13D Filing: James E Flynn and Adeptus Health Inc. (NYSE:ADPT)

Page 7 of 8 – SEC Filing

This Amendment No. 2 (this “Amendment”)
to Schedule 13D amends the Schedule 13D (as previously amended, the “Schedule 13D”) filed by (i) Deerfield Mgmt,
L.P. (“Deerfield Mgmt”), (ii) Deerfield Management Company, L.P. (“Deerfield Management”),
(iii) Deerfield Partners, L.P. (“Deerfield Partners”), (iv) Deerfield International Master Fund, L.P. (“DIMF
and, together with Deerfield Partners, collectively referred to herein as the “Funds”) and (v) James E. Flynn,
a natural person (“Flynn” and, collectively with Deerfield Mgmt, Deerfield Management, Deerfield Partners, and
DIMF, the “Reporting Persons”), with respect to the securities of Adeptus Health Inc. (the “Company”),
on September 19, 2016, as amended by Amendment No. 1 thereto, filed by the Reporting Persons on February 6, 2017.

Capitalized terms used herein but not otherwise
defined herein shall have the meanings ascribed to them in the Schedule 13D.

Item 4.         Purpose of
Transaction.

Item 4 of the Schedule 13D is hereby
supplemented and amended by adding the following:

As previously reported by the Reporting Persons, the Reporting
Persons have been evaluating and have engaged in discussions regarding a potential investment in the Company.

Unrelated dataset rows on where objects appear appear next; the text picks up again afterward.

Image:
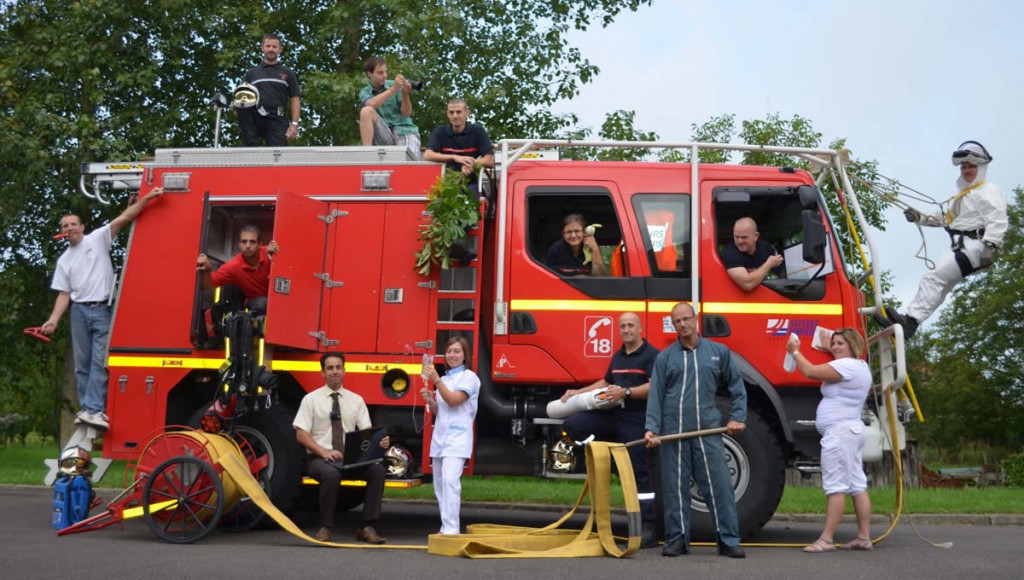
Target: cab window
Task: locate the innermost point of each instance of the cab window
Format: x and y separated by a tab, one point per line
665	226
547	209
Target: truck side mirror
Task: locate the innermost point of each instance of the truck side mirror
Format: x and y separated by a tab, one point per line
814	236
808	196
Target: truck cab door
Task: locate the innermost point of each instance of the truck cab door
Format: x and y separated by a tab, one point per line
297	283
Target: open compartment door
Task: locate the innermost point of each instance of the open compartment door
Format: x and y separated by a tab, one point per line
297	278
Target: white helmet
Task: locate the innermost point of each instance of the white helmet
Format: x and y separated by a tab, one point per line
75	461
246	95
562	457
973	153
398	462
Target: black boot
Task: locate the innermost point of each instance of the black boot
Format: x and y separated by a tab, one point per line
677	547
908	323
648	538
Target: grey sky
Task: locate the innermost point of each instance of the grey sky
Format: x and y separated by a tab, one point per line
904	82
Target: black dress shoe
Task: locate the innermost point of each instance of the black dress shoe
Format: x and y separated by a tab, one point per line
675	548
649	537
731	551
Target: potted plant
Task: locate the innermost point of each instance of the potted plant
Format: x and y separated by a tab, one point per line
453	211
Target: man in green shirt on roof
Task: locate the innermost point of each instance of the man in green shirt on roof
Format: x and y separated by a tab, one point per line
386	114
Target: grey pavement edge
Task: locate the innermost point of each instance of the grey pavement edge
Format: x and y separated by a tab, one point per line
905	519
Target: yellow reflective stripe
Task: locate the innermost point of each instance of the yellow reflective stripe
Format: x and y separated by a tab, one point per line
355	367
396	484
795	308
664	307
137	511
298	366
117	361
589	305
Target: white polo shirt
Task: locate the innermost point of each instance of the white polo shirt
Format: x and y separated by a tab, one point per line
314	414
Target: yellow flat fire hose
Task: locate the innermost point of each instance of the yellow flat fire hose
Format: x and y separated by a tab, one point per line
493	540
488	540
237	468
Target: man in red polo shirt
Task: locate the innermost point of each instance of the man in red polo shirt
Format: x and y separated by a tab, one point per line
250	270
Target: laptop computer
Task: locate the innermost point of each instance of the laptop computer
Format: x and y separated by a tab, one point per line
364	448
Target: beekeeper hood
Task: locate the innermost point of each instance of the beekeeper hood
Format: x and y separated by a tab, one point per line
975	154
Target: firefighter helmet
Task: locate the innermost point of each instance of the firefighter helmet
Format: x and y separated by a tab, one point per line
75	461
246	95
562	456
398	462
973	153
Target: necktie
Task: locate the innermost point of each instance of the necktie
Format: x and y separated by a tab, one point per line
337	429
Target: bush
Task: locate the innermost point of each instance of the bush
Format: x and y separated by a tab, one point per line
1014	467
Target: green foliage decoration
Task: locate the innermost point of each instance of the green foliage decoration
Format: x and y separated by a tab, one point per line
1014	466
452	211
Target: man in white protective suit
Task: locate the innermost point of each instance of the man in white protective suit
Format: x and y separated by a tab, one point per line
976	220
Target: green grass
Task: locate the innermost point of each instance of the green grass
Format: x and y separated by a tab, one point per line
23	464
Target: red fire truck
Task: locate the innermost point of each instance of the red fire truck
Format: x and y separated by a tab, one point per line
346	220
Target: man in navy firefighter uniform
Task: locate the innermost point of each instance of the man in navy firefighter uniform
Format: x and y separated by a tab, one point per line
628	379
278	87
681	399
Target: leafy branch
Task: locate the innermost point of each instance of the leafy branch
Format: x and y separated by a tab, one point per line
452	212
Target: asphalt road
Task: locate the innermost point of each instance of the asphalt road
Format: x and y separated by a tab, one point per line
31	548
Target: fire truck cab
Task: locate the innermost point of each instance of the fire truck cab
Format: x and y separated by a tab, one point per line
346	220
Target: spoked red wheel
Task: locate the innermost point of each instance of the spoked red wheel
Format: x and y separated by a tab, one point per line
182	500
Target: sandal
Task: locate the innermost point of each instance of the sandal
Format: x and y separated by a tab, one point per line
858	543
820	545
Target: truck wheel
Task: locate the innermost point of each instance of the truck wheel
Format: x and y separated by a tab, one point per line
758	472
269	432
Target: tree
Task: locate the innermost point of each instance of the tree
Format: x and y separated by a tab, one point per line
105	80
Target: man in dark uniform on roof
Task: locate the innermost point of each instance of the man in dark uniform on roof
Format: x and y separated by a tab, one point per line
278	86
628	379
461	146
749	259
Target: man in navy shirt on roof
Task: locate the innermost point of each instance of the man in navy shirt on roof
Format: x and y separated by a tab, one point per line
278	86
461	146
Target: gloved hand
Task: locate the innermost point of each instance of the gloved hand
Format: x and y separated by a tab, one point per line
988	254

As previously disclosed
by the Company, on March 7, 2017 the Company and certain of its subsidiaries obtained bridge financing capital from certain of
its existing senior lenders. That bridge financing matured unpaid on March 31, 2017. On April 3, 2017, the Reporting Persons and
certain of their affiliates acquired the entire $212.7 million senior debt position, including the bridge loan debt,
and are engaging in discussions with the Company and certain of its creditors
(including MPT Operating Partnership, L.P. with which the Reporting Persons have entered into an agreement in principle regarding
master lease facilities) regarding a potential transaction in which the Funds would provide further
bridge and debtor-in-possession financing to the Company, in connection with a court-supervised restructuring of the Company
,
its debt and outstanding securities, with an ultimate goal on the part of the Reporting Persons of obtaining control of the Company
or key assets thereof, and, following consummation of such series of transactions, operating the company or such assets. There
can be no assurance that such discussions will result in consummation of such transactions or, if consummated, as to the terms
or structure of any such transactions.

Assuming
consummation of such transactions, the Reporting Persons and their affiliates intend to fund the operations of the acquired
business such that it can continue to provide the highest quality services and support its employees,
independent contractors and partners.